La familia Peña nunca creyó que lo que comenzó como un proyecto de vida se convertiría en uno de los restaurantes más famosos de Alhaurín de la Torre  y parte de la provincia de Málaga.

El Restaurante Casa Peña no es solo la historia de un establecimiento, sino la historia de una familia. Retrocedemos en el tiempo, a la Nochebuena del año 1957. Alhaurín de la Torre. José Peña e Inés Morales, un matrimonio alhaurino, decidieron embarcarse en el mundo de la hostelería. Y ahí comienza esta historia. La historia de cómo un pequeño restaurante se convirtió en un legado familiar. 

Actualmente es regentado por Juan Peña,  hijo de José e Inés: «Lo abrieron porque José tenía una enfermedad y no podía trabajar. Por ello, le cedieron un espacio para poder trabajar y abrió el bar. Cuando José murió, se quedó su hijo con el local, además de su madre Inés.
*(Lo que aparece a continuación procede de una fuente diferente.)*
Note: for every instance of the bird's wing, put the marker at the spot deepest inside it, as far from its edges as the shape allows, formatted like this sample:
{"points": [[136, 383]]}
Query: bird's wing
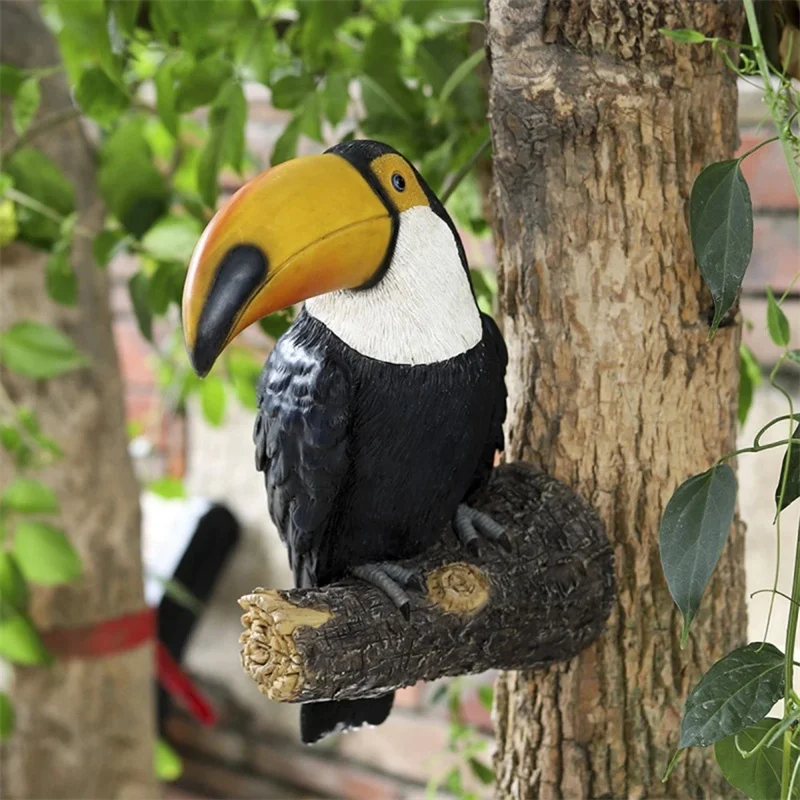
{"points": [[301, 437], [493, 341]]}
Ahora Juan es el cocinero», cuenta Albert Pons, encargado del restaurante desde hace casi ocho años.

Casa Peña está ubicado en la calle Ermita y es uno de los más longevos del municipio, ya que cumple 65 años. A pesar del tiempo, los inicios del bar familiar se han mantenido en el tiempo, ya que son ya tres generaciones dedicadas a satisfacer el paladar de los alhaurinos y visitantes que llegan cada semana al establecimiento. 

Juan Peña junto a su madre Inés La Opinión

El restaurante basa su oferta en la gastronomía malagueña. Con el paso de los años, «la carta se ha modernizado», tal y como asegura Pons. Vanguardia sin olvidar la tradición. El responsable de que salgan los platos es Pedro Navarro, jefe de cocina; que junto a Juan Peña se encargan de los fogones.

El plato de la casa por excelencia son las berenjenas fritas, que durante 40 años «siempre han estado en la carta». La clientela del restaurante no solo son personas del pueblo, si no también «mucha gente de otras ciudades», añade Pons. 

En junio de 2020, el local reabrió sus puertas tras una radical transformación y modernización, sin perder la esencia. Cuenta con una barra, al más puro estilo tasca; además de un salón para 180 personas y un patio para 50 personas.

Tras más de 60 años sin parar, la crisis sanitaria supuso un golpe duro para el restaurante: «Justo antes del confinamiento cerramos para hacer una reforma bastante grande y fue complicado. Eran unos gastos previstos, con ventas previstas y no se dieron. Luego se sumaron las limitaciones horarias y de aforo», lamenta.

El plato de la casa por excelencia son las berenjenas fritas

Pero, tras superar «ese bache», ahora la familia sobrevive a otro: la inflación. «Nos hemos recuperado, pero el precio del aceite y gasolina está encareciendo un poco nuestros productos», afirma Albert Pons.  La familia Peña-Morales no solo engloba a Juan y a Inés, sino también a sus trabajadores: «Aquí somos unos 20 trabajadores, pero somos como una familia. El personal se siente muy de la casa, hay un ambiente familiar».  

Han pasado más de seis décadas, pero la esencia de la gastronomía popular que tanta fama le  ha dado no ha cambiado.

Oferta gastronómica

El local cuenta con menú del día donde «hay mucho potaje, caldo de pintarroja y platos de cuchara en invierno». Para los días más veraniegos las porras y el gazpacho, no pueden faltar. 

Las berenjenas fritas o el pollo asado son algunos de los platos estrella. El pollo asados es una de las sugerencias que en los inicios del local era de los platos más demandados: «Ahora hacemos pollo asado a la leña, más gourmet, para diferenciarnos un poco», afirma Albert Pons, encargado de Casa Peña. Otro de los platos que nos sugieren son sus frituras de pescado, carnes a la parrilla, lomo en manteca o sus famosas gambas al pil pil. Hamburguesas, brochetas de pollo o pulpo a la brasa, completan la carta. 

El responsable de que salgan los platos es Pedro Navarro, jefe de cocina; que junto a Juan Peña se encargan de los fogones.